By his exclusive use of the termination of pregnancy as the medical paradigm, he exposes his starting point, but he doesn’t begin to discuss even this narrow area with balance. I would agree that a doctor who objects to abortion might choose to work in another area of medicine, but he fails to acknowledge that a woman who has a conscientious objection to abortion may have a right to treatment by a gynaecologist who does not perform the operation. He totally ignores other branches of medicine, such as general practice, geriatrics, psychiatry.
Savulescu suggests that doctors should simply carry out instructions and that the full range of a doctor’s duties can be set out at medical school for the student to take or leave. I can only infer that he left clinical medicine at a relatively junior stage. Medicine must, by its nature, be an evolving profession, responding to an evolving world The doctor’s commitment must therefore be constantly renewed.
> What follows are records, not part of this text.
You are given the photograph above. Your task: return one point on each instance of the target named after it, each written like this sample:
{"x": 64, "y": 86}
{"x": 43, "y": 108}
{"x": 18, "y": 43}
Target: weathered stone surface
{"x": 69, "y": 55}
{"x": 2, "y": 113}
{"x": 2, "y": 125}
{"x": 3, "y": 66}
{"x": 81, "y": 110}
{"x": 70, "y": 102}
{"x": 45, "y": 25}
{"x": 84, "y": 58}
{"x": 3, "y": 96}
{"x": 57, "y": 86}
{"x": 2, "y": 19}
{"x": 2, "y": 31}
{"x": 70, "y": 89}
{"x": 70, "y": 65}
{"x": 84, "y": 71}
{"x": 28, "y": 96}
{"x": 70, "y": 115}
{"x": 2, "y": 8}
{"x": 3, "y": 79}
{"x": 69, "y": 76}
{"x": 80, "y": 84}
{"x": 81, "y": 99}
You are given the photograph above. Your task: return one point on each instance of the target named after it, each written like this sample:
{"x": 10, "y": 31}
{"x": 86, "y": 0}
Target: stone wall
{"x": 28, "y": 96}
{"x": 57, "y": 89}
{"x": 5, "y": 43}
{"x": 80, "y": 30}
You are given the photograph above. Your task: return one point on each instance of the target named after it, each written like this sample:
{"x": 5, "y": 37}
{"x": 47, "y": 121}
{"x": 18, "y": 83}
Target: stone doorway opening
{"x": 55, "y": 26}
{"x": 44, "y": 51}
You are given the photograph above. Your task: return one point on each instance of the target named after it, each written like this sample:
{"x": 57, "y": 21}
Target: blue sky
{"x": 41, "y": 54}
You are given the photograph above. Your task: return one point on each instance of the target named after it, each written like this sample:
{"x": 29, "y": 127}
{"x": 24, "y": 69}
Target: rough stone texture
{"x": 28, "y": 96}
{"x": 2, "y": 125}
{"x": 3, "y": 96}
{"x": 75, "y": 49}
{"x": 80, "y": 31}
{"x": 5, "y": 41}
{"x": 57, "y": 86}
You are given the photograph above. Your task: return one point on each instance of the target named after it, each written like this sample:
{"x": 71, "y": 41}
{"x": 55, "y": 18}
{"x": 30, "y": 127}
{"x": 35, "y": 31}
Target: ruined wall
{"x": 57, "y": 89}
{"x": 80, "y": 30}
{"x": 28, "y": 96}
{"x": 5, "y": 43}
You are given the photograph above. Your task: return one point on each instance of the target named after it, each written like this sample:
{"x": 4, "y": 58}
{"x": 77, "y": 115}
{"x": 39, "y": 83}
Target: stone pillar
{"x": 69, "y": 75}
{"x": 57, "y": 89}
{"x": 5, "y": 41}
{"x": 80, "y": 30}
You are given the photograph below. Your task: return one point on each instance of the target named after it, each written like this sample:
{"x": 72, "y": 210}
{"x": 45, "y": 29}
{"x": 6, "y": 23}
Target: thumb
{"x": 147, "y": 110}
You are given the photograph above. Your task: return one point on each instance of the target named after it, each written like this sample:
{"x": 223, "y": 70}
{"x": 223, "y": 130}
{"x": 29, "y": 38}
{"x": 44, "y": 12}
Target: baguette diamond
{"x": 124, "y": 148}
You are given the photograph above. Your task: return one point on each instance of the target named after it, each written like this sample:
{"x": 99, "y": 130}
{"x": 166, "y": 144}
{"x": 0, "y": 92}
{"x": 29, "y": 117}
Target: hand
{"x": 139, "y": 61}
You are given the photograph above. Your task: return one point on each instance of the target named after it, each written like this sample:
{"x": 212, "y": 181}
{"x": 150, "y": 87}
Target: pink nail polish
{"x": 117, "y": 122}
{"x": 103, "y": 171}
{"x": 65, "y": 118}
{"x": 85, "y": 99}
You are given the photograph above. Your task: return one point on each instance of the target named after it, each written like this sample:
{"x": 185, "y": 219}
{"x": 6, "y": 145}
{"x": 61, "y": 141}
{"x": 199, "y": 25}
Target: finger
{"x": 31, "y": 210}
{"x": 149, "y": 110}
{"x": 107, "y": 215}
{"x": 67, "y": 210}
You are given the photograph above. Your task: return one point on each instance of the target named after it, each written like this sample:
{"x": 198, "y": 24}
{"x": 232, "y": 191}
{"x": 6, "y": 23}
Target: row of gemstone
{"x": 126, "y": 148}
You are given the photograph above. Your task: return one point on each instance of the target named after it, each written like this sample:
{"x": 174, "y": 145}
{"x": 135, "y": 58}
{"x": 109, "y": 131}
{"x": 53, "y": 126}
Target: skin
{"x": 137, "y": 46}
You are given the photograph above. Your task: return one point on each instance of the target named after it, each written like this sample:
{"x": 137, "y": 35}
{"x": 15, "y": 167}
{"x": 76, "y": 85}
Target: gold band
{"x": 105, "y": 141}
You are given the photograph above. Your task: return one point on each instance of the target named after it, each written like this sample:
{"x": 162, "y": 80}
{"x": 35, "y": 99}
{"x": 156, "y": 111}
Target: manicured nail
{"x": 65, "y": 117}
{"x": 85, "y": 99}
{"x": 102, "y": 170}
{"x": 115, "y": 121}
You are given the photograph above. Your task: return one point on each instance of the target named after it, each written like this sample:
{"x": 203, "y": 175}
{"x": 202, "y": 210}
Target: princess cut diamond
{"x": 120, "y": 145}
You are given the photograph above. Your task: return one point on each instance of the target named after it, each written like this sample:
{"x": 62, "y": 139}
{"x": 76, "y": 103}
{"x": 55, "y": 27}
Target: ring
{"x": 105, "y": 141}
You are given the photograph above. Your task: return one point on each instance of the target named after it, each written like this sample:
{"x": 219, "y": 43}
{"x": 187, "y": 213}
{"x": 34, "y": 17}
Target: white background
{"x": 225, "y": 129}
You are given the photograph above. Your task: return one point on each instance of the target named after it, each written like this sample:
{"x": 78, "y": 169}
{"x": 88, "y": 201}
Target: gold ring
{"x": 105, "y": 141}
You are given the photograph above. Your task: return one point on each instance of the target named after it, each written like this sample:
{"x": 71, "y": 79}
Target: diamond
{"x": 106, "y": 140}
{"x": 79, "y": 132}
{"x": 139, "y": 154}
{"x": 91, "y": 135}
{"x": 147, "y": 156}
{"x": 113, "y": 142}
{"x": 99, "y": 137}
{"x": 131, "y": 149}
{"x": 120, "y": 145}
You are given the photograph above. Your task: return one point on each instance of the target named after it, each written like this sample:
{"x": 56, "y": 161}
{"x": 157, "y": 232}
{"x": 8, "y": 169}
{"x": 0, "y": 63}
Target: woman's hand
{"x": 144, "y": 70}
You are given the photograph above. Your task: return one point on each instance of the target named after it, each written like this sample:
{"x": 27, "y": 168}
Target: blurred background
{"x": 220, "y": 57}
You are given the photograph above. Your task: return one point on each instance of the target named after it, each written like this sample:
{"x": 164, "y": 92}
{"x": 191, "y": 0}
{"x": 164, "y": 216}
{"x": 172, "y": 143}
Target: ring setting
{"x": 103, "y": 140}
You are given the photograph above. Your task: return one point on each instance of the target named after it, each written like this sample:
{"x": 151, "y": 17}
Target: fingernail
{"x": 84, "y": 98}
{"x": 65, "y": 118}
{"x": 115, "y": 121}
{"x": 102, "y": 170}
It seems that, in Savulescu’s utopian vision of the world, medicine is neither an art, nor has it anything to do with a relationship between individuals; our scientific and moral knowledge is comprehensive and incontrovertible; last year’s scientific theories were held in good faith but were wrong, whilst this year’s are correct, and so faith doesn’t come into the equation. He seems to be advocating blind adherence to the current dominant values and he does not consider the risk of institutionalised abuse of medicine. He implies that though this happened in Hitler’s Germany and in the USSR, we have learned that lesson once and for all. He seems to have forgotten that the values of individual clinicians may be the only real safeguard against that horror.
There is a place for the maverick and the iconoclast in ethical discourse and I welcome the provocation of this debate, but Savulescu has given us no clue, other than the outrageous nature of his argument, that he may be acting as “devil’s advocate”. He appears. therefore, to bring the weight of philosophy, Oxford University, and medical ethics with him. What worries me more than Savulescu’s views, therefore, is the fact that the BMJ has published them without qualification, disclaimer, or balancing argument. The danger of publishing this extreme view on its own and provoking uncontrolled debate is that the (hopefully) inevitable howl of protest may be read by some as the squealing of doctors as we are brought further to heel.
I must conclude, therefore, by readily accepting that individual values can result in unethical practice. The risk, though, is best minimised by teamwork, continuous professional development, appraisal, and supervision. Personal integrity underpins the doctor-patient relationship. The values of the individual doctor are our safeguard against the institutionalised abuse of medicine.